De nombreux genres africains d'Amaranthaceae présentent des inflorescences uniques qui incluent des fleurs stériles modifiées en crochets ou en épines. Considérant que l'abondance de grands herbivores terrestres a augmenté sur le continent africain avec l'expansion des écosystèmes de prairies et de savanes, les fleurs stériles modifiées auraient pu être une innovation qui a stimulé la diversification d'un clade achyranthoïde africain d'Amaranthaceae, avec de grands animaux servant à la dispersion.

Fleur stérile
Image : Di Vincenzo et coll. 2018

Di Vincenzo et ses collègues Ils ont généré une phylogénie largement échantillonnée comprenant 26 des 31 genres d'Achyranthoïdes ainsi que des représentants de toutes les autres lignées d'Amaranthaceae. L'inférence de l'arbre phylogénétique a utilisé quatre régions génomiques, en utilisant des méthodes de parcimonie, de vraisemblance et d'inférence bayésienne. Ils ont estimé les temps de divergence, évalué les changements dépendants des traits et les taux de diversification des espèces à l'aide de modèles de spéciation et d'extinction dépendants de l'état, et reconstitué les états de caractères ancestraux des fleurs stériles modifiées.
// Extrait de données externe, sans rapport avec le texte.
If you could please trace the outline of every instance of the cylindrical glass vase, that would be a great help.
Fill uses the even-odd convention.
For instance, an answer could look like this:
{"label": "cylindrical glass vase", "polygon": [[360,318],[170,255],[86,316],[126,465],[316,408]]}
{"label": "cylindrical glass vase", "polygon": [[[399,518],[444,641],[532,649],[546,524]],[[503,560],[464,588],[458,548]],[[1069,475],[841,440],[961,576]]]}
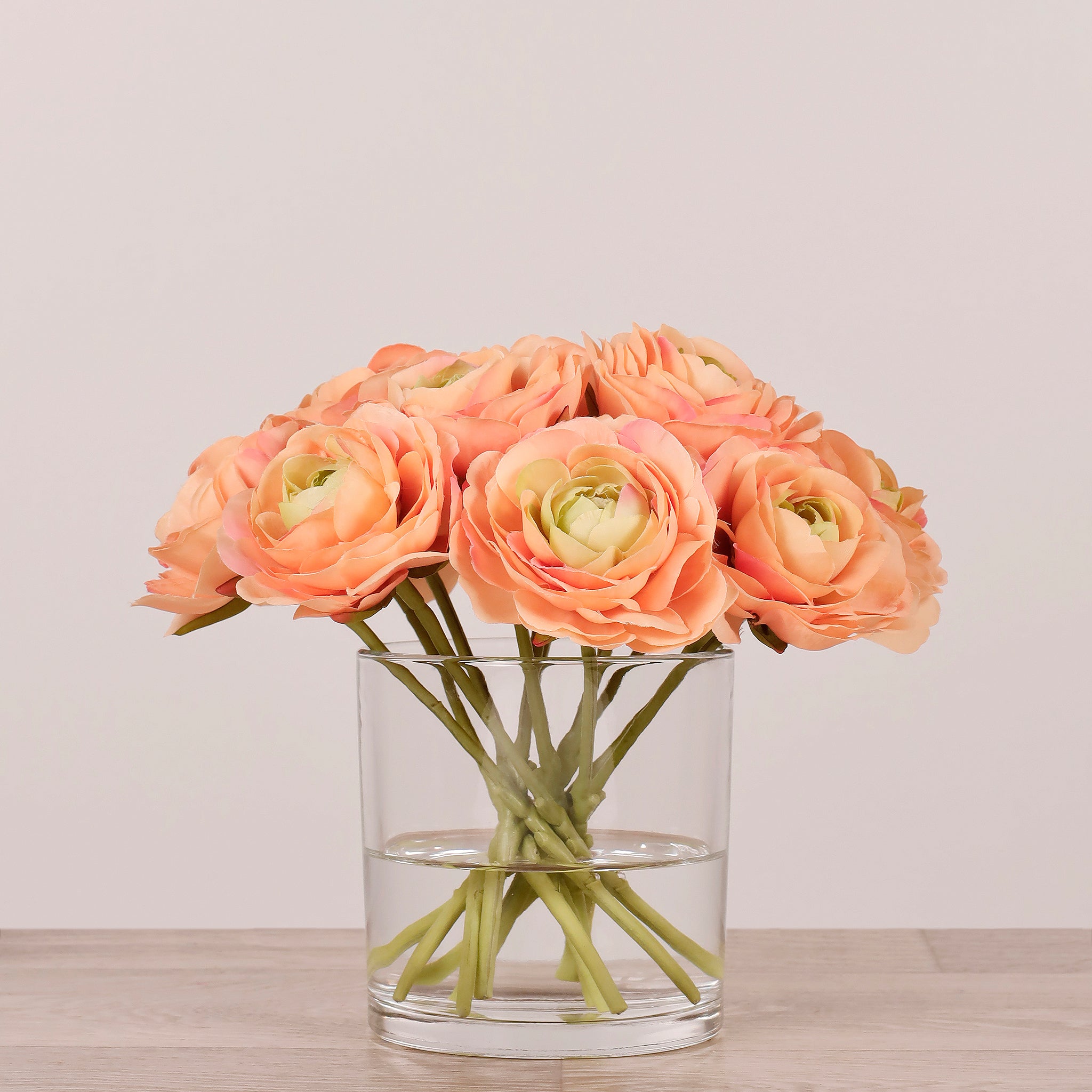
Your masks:
{"label": "cylindrical glass vase", "polygon": [[358,656],[372,1028],[525,1058],[709,1038],[733,654],[476,651]]}

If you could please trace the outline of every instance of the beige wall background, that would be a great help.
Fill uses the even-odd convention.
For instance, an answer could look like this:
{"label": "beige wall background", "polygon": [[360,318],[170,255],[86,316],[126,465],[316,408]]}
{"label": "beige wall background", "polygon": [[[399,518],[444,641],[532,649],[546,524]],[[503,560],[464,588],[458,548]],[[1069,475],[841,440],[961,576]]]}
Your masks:
{"label": "beige wall background", "polygon": [[875,446],[951,577],[912,657],[744,645],[733,924],[1092,924],[1090,47],[1080,0],[7,0],[0,926],[360,924],[352,642],[163,640],[155,520],[384,343],[634,319]]}

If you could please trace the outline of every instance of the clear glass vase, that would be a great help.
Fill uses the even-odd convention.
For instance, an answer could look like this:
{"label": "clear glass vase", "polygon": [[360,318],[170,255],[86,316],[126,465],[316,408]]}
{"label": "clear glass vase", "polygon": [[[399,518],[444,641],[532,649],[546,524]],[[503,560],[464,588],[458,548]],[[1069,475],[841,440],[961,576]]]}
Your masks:
{"label": "clear glass vase", "polygon": [[452,1054],[721,1022],[733,654],[358,656],[369,1016]]}

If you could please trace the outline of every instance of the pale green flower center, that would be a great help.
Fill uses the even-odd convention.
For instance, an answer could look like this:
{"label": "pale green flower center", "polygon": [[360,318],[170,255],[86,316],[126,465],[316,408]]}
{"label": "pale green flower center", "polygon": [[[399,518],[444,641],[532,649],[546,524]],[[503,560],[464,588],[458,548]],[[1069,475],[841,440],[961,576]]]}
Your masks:
{"label": "pale green flower center", "polygon": [[345,478],[347,466],[347,459],[324,455],[293,455],[285,460],[281,472],[284,500],[278,507],[286,531],[333,497]]}
{"label": "pale green flower center", "polygon": [[637,546],[649,527],[649,499],[621,465],[589,459],[570,472],[537,459],[515,483],[520,505],[568,566],[603,572]]}
{"label": "pale green flower center", "polygon": [[778,501],[779,508],[785,508],[798,515],[807,525],[808,531],[823,542],[836,543],[838,506],[826,497],[784,497]]}
{"label": "pale green flower center", "polygon": [[724,375],[726,375],[728,377],[728,379],[735,379],[736,378],[735,376],[732,375],[731,371],[728,371],[727,367],[721,360],[716,359],[715,356],[703,356],[702,360],[704,360],[705,364],[711,364],[714,368],[720,368],[721,371],[723,371]]}
{"label": "pale green flower center", "polygon": [[415,389],[429,387],[434,390],[450,387],[452,383],[458,383],[464,376],[468,376],[473,370],[473,364],[467,364],[465,360],[454,360],[431,376],[422,376],[413,385]]}

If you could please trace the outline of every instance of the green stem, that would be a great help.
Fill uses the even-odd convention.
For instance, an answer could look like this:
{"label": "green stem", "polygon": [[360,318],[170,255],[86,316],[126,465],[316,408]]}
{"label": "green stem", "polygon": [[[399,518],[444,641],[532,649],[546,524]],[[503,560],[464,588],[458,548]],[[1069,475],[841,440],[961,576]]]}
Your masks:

Les auteurs ont découvert que les achyranthoïdes constituaient un clade majeur des Amaranthacées, composé principalement de membres africains. Les relations phylogénétiques au sein de ce clade étaient bien résolues et soutenaient deux sous-clades principales. Plusieurs genres se sont révélés polyphylétiques. Leurs résultats indiquent que les achyranthoïdes ont commencé à se diversifier il y a environ 28 millions d'années et que les fleurs stériles modifiées ont évolué à plusieurs reprises. Une asymétrie dans les taux de transition vers l'obtention de fleurs stériles a été observée, tandis qu'aucune augmentation dépendante des traits des taux de diversification des espèces n'a été détectée. Les analyses bayésiennes d'hétérogénéité des taux ont indiqué que les achyranthoïdes se sont diversifiés sans décalage significatif des taux.

L'accumulation de fleurs stériles modifiées chez les achyranthoïdes semble résulter de taux de transition plus élevés en faveur de ces fleurs. Des gains multiples suggèrent une valeur adaptative pour ce trait. Cependant, l'épizoochorie ne semble pas favoriser la diversification des espèces, probablement en raison d'un flux génétique important entre mammifères migrateurs réguliers, ce qui limite la possibilité de spéciation par isolement.